As in the UK, general
elections in the US are not decided on a proportional basis. Each state
is assigned delegates according to its size. In most states, the
winning presidential candidate takes all these delegates to an
electoral college, which decides the outcome. Few doubt that the
Democrats will clean up on the eastern and western seaboards while the
GOP will take the Deep South and Great Plains. The election will be
determined in half a dozen swing states.

In the states where
Kerry and Bush were within three percentage points of one another in
2004, Clinton has scored better among Democratic primary voters. She
won Nevada, New Mexico, Ohio and New Hampshire and is widely tipped to
win the Pennsylvania primary on April 22nd. Although it is unclear
whether the vote will count for anything, she also took Florida, where
the 2000 election was famously decided. By contrast Obama has only won
the small Midwestern states of Iowa and Wisconsin. Of course, it is
unclear how the crucial independents and disillusioned Republicans will
vote in these states. But this group tends to be comprised of
blue-collar workers, Hispanics and ‘soccer moms’, precisely the people
who have formed Clinton’s coalition in the primaries so far.

So
much for the electoral ‘math’. What about the issues? Obama is
criticised for being light on policy but on the key topic of Iraq, he
can justifiably claim that he opposed the war from the start. The
difficulty for him is that John McCain is inextricably linked to the
increasingly popular troop surge, which began over a year ago. In May
2007, only 32 per cent of Americans felt that the US army was making
progress in Iraq.
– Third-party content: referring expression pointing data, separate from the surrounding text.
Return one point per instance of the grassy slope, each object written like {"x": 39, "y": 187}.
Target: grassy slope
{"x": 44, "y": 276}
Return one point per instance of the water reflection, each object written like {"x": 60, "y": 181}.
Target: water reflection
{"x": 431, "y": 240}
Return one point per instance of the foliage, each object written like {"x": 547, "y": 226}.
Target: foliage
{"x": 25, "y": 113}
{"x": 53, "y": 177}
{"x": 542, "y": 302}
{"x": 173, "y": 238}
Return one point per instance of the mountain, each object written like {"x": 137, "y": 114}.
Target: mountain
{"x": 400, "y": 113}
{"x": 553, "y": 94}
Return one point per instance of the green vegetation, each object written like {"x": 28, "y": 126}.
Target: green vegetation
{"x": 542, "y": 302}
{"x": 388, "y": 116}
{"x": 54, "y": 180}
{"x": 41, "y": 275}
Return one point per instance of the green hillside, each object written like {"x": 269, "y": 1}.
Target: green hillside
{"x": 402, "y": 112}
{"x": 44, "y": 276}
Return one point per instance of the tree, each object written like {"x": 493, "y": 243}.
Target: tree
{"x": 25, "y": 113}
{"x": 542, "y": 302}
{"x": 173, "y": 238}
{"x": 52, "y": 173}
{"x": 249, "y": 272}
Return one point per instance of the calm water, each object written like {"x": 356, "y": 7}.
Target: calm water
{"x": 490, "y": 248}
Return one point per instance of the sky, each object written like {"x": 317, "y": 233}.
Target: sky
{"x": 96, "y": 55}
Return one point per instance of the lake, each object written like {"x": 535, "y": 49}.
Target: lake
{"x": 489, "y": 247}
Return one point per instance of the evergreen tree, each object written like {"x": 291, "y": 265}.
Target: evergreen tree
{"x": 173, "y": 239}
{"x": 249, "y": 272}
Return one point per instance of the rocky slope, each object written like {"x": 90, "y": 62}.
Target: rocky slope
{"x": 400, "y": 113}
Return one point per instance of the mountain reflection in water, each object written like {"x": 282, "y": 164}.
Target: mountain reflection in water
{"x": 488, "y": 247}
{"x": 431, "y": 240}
Since then, this number has increased steadily and 43
per cent are now positive about the forces’ impact. In the face of this
upward trend, the Republican attack machine will go into overdrive to
paint Obama as unpatriotic and too inexperienced to be
commander-in-chief in a time of war. Recent coverage, indeed, has drawn
attention to his decision not to wear the stars and stripes on his
lapel.

Whatever Iraq’s importance to the election, the economy
will be voters’ top concern. If the US is not yet in a recession,
there’s a high chance that it will be by November. Both candidates have
well-developed (not to say ‘techy’) economic policies. Clinton focuses
on those who have lost their homes or jobs as a result of the downturn;
Obama’s is higher-level with middle class tax cuts and benefit payments
aimed at stimulating the economy. Voters are unlikely to examine the
fine print and will instead look at the candidate’s credentials.
Clinton will claim credit for her role as First Lady in creating
America’s first fiscal surplus in 30 years but may find it harder to
shake off her attachment to the North American Free Trade Agreement
(NAFTA), which is proving unpopular. On this tricky issue, Obama may
have blotted his copybook. One of his advisers told the Canadian
government that the campaign was not really protectionist. Meanwhile in
Ohio, Obama was telling voters the precise opposite. Whatever,
Clinton’s lead on this key issue – as with healthcare – is wide.

Barack’s
breed of ‘new’ politics (‘change we can believe in’) may well make all
of this irrelevant. Indeed, a unifying candidate as inspiring and
charismatic as Obama may be able to turn the tables on swing-state
electoral analysis and win by a landslide. As the campaign planes
zigzag across the United States until August’s conclusive Democratic
National Convention in Denver, the two candidates will need to convince
the undecided superdelegates of whether November’s election mantra
should be ‘it’s the economy, stupid II’ or ‘hope springs eternal’.